El decoro que va unos dedos arriba o debajo de la rodilla, con la frontera bien marcada, rótula al aire o no de la falda que llegue a taparla o a dejarla al aire, con la indecorosa actitud de un impudor que agriete la esencias de la magna representación, o con la pudorosa silueta de quien no enseñe nada más allá de lo permitido.
En actitud recogida, sin asomo de canalillo al aire, líneas, curvas voluptuosas, o protuberancias libidinosas que lleven a distraer al personal masculino, en plena concomitancia con los “pecados de la carne” que, sin remedio, turban, perturban y hasta pueden terminar en masturbación indeseada, , dios nos libre de tanta conturbación, ¡que las malas intenciones y las miradas hacia donde no deben las carga el diablo!, y además y por eso también se sabe que la carne es débil y unas rodillas al aire, aunque estén matizadas por la penumbra de la media negra, lleven al pecado de soñar lo no debido, y el canalillo, por su parte y de añadidura, permita también adivinar lo que debe estar muy escondido, pues ya se sabe que es mejor no llamar a la tentación, no se vaya a formar “una babilonia” que nos condene a todos o, al menos, a unos cuantos a las calderas de “Pedro Botero” por conspicuos y promiscuos, valga el ripio y la redundancia
Y es que, al cabo, el decoro no tiene por qué estar reñido con la altiva elegancias de las damas creyentes, con su exhibición pública de fe, en procesión ahumada de incienso y gran boato, como para que se tengan muy en cuenta las normas dictadas para el decoro que deje mohína cualquier posibilidad de eréctil fruición, que por la fricción se llega al desahogo imparable, sucio y viscoso, por una llamada a los malos pensamientos, desde las miradas de lascivia, la distracción ligera y liviana, aunque solo sea por un pecado venial, que inutilice el sacrificio de la ofrenda y el espectáculo de adoración rendida al dios de sus creencias.

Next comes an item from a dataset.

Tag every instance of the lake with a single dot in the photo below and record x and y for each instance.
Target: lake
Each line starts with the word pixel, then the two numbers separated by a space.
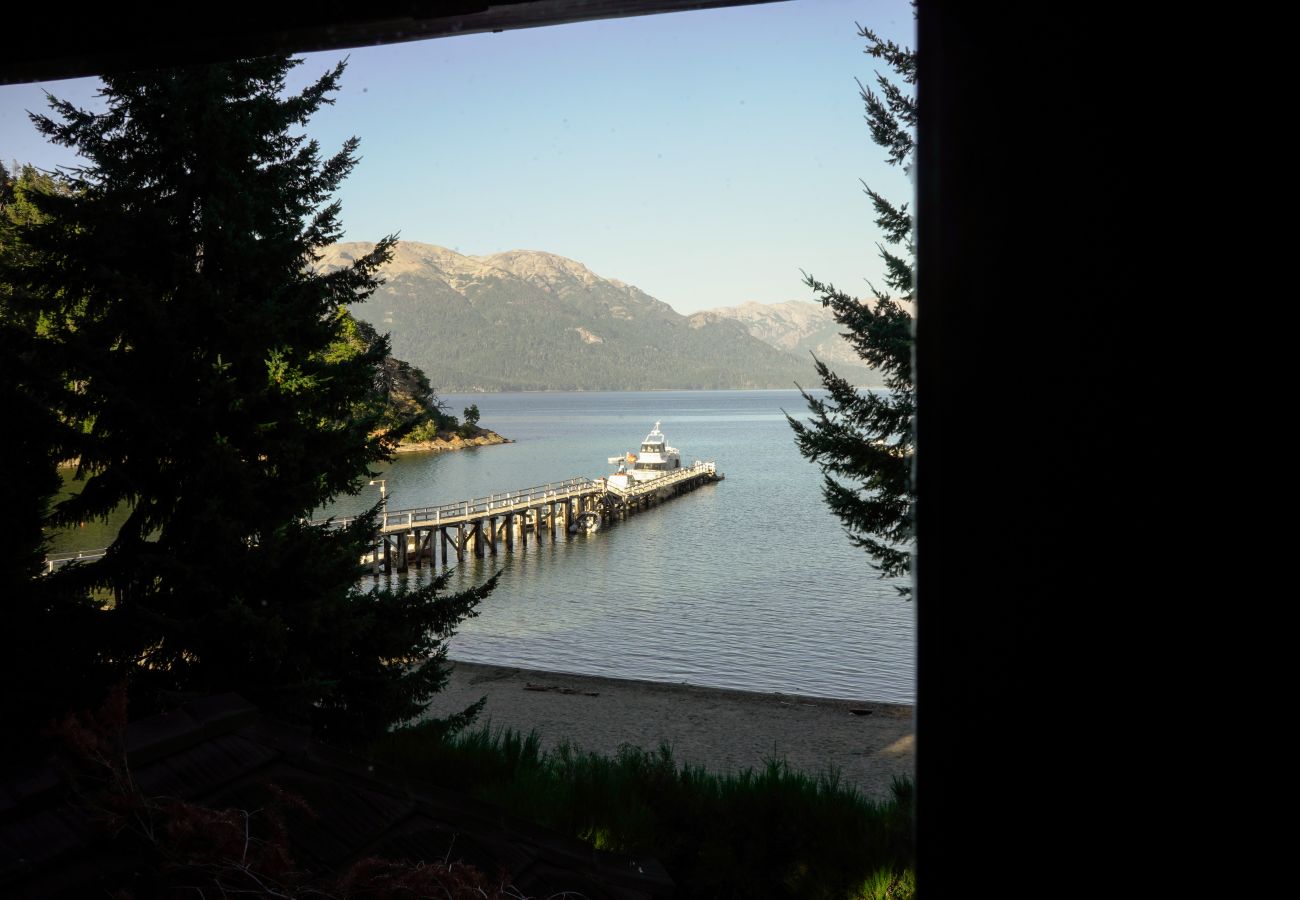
pixel 749 583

Recuerdo cuando era niño, cuando las mujeres de la casa debían no olvidarse del pañuelo, velo, pañuelo o lo que sirviera para cubrir sus permanentes acorazadas, sus melenas lacias y repeinadas, por el decoro debido a su naturaleza y género. Como para que yo no entendiera muy bien ese agobio de mi madre una vez que se le había olvidado “la tela de cubrir la cabeza” y, toda apurada, a la entrada de la iglesia, pedía un remedio a su situación, hasta que la buena mujer tuvo que acudir al pañuelo moquero de mi padre, algo arrugado, algo pringoso, para colocárselo ridículo sobre su peinado de mujer santa y buena y poder entrar así, ya tranquila, con el debido decoro a “la casa del Señor”.
Y como ella otras cuantas que también lucían sus distintos apaños de última hora, entremezclados entre velos, pañuelos recién desdoblados, tan planchaditos ellos, tan almidonados, en un pleno aleteo de decoro sumiso y devoto y distinción de “clases”.
Como para que ¿se admita con normalidad? la atención al “decoro debido” de las santas señoras que opten por procesionar en ropa de calle, muy atentas al decoro exigido, sin canalillo que visibilice lo que no se debe ver ni imaginar, con la falda por debajo de la rodilla para que no se insinúe el muslo pecaminoso en trance tan fervoroso, con la peineta enhiesta, dejándose caer la mantilla bordada sobre los hombros y espalda de la dama . . .”muy decorosa”.
Mientras los legionarios, “novios de la muerte”, irradian, desfilando a su estilo macho, efluvios hormonales de bravía virilidad, remangada, cantarina y acelerada, en un alarde de marchamo de la violencia sometida al orden y a la fe de su Cristo, muerto y crucificado.